Gli interventi degli esperti dell’Osservatorio di Psicologia nei Media, Girolamo Lo Verso, Paolo Migone, Mario Rossi Monti e Chiara Tarantino
AGIPRESS – FIRENZE – Il DSM (The Diagnostic and Statistical Manual of Mental Disorders), il noto manuale diagnostico e statistico dei disturbi mentali più utilizzato da psicologi, psicoterapeuti e medici psichiatri nel mondo, è giunto alla quinta revisione. Non poche le controversie che hanno accompagnato le modifiche introdotte alla versione precedente, il DSM-IV-TR, fino alla stesura definitiva del DSM-5.
L’American Psychiatric Association (APA) ha dato avvio alle ricerche, per elaborare la nuova versione del manuale fin dal 1999 e ha reso disponibile on line, nel maggio 2011, per un mese e mezzo, una bozza del manuale revisionato con l’intento di ricevere commenti e suggerimenti. La versione definitiva del DSM-5 è stata pubblicata negli Stati Uniti nel maggio 2013 e nel 2014 è prevista la pubblicazione della traduzione italiana, ad opera dei nostri esperti, impegnati nelle singole discipline interessate.

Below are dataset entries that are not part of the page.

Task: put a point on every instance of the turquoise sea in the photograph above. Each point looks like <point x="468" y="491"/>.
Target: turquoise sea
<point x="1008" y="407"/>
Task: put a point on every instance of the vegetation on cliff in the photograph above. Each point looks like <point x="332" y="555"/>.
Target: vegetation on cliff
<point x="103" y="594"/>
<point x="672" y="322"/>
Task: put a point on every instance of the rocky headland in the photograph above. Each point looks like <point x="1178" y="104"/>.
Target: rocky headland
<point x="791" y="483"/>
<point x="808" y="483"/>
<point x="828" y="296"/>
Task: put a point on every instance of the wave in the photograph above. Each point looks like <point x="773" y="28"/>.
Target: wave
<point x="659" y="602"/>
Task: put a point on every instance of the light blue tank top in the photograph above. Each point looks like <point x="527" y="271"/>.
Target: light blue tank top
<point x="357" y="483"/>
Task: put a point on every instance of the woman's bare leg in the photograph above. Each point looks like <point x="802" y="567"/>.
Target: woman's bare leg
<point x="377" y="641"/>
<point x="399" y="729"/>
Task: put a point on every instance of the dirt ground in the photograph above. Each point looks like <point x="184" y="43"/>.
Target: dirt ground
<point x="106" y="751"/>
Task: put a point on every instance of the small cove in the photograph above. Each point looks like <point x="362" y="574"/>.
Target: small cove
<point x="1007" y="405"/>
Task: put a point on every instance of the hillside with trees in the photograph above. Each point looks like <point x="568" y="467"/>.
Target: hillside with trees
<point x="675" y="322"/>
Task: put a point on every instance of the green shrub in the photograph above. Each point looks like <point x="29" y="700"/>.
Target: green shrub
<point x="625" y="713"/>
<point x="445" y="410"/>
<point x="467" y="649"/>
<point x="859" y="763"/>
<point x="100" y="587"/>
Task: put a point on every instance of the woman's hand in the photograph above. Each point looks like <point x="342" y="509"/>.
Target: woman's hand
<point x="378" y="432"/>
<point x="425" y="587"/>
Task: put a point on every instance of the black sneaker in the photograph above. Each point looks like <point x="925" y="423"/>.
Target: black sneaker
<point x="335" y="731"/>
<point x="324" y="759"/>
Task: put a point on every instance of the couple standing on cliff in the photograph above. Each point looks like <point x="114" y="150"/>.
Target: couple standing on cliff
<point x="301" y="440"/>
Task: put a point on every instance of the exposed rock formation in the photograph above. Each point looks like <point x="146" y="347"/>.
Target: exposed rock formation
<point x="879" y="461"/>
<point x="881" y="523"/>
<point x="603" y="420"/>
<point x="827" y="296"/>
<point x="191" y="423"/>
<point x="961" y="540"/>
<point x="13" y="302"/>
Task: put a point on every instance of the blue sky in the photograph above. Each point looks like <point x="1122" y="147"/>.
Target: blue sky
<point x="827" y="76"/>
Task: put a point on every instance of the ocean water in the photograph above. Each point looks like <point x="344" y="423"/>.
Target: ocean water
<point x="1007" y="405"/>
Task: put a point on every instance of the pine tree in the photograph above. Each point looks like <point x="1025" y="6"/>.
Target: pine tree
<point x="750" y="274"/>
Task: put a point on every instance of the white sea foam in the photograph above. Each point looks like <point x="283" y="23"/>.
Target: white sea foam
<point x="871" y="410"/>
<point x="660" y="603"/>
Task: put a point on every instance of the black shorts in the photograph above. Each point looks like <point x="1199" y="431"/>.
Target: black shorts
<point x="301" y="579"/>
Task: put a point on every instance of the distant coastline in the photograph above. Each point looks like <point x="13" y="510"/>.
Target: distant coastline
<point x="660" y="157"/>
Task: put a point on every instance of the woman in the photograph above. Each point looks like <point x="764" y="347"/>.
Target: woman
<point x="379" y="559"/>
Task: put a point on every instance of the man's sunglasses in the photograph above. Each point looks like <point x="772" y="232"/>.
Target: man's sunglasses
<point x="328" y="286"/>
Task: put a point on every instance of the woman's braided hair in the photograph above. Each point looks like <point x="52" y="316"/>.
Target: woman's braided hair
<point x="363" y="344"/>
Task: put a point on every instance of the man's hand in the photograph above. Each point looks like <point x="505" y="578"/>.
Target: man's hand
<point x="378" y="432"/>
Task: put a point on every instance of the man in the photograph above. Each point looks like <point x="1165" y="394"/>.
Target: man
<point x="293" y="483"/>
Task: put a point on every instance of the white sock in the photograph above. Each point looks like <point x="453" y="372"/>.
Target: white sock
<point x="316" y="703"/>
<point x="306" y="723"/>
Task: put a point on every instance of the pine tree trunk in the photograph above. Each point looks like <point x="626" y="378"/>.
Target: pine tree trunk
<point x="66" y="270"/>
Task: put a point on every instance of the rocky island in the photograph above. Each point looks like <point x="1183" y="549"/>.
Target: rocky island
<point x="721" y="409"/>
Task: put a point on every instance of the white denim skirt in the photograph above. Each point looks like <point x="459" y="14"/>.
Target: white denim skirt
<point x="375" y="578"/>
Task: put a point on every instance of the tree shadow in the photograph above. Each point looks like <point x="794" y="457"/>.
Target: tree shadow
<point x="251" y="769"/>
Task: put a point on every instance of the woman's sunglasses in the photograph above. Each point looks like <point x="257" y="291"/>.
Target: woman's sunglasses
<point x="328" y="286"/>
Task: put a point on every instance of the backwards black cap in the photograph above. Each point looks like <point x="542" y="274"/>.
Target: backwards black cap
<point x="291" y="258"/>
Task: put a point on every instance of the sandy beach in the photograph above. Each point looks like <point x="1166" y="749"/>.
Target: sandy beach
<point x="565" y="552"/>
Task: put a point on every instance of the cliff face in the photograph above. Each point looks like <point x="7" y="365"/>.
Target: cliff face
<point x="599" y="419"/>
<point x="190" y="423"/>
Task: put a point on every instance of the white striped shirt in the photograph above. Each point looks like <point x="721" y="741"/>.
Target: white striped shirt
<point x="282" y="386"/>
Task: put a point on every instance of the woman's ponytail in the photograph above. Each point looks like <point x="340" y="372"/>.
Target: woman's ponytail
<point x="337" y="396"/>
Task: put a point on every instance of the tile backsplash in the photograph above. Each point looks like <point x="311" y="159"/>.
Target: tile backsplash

“Polemiche e perplessità sussistono ancor oggi “ spiega l’Osservatorio di Psicologia nei Media (OPM) – accompagnate anche da petizioni e dalla richiesta di riconsiderare la revisione di alcune modifiche introdotte. L’interesse che il tema del nuovo DSM assume è giustificato dall’importanza internazionale che il manuale riveste. Il DSM è considerato fonte di primaria influenza sul trattamento sanitario dei disturbi mentali ed ad esso si ricorre per delineare ciò che è da considerarsi patologico distinto dal non patologico. Ad ogni cambiamento delle voci citate nel DSM corrispondono conseguenze di ordine sociale ma anche di ordine economico. La cura di una malattia comporta investimenti: pensiamo solo alle visite mediche, agli esami clinici, ai test psicologici che vengono prima realizzati e poi somministrati, ai farmaci previsti per la cura di un disturbo, ma pensiamo anche alla definizione degli obblighi sociali da assumersi verso i portatori di disabilità , alle azioni relative al dovuto sostegno scolastico, ai costi dell’assenteismo lavorativo giustificato dal malessere subito”.
Pubblichiamo di seguito alcuni estratti dei pareri che gli esperti dell’Osservatorio di Psicologia nei Media, Girolamo Lo Verso, Paolo Migone, Mario Rossi Monti e Chiara Tarantino hanno espresso sul DSM-5.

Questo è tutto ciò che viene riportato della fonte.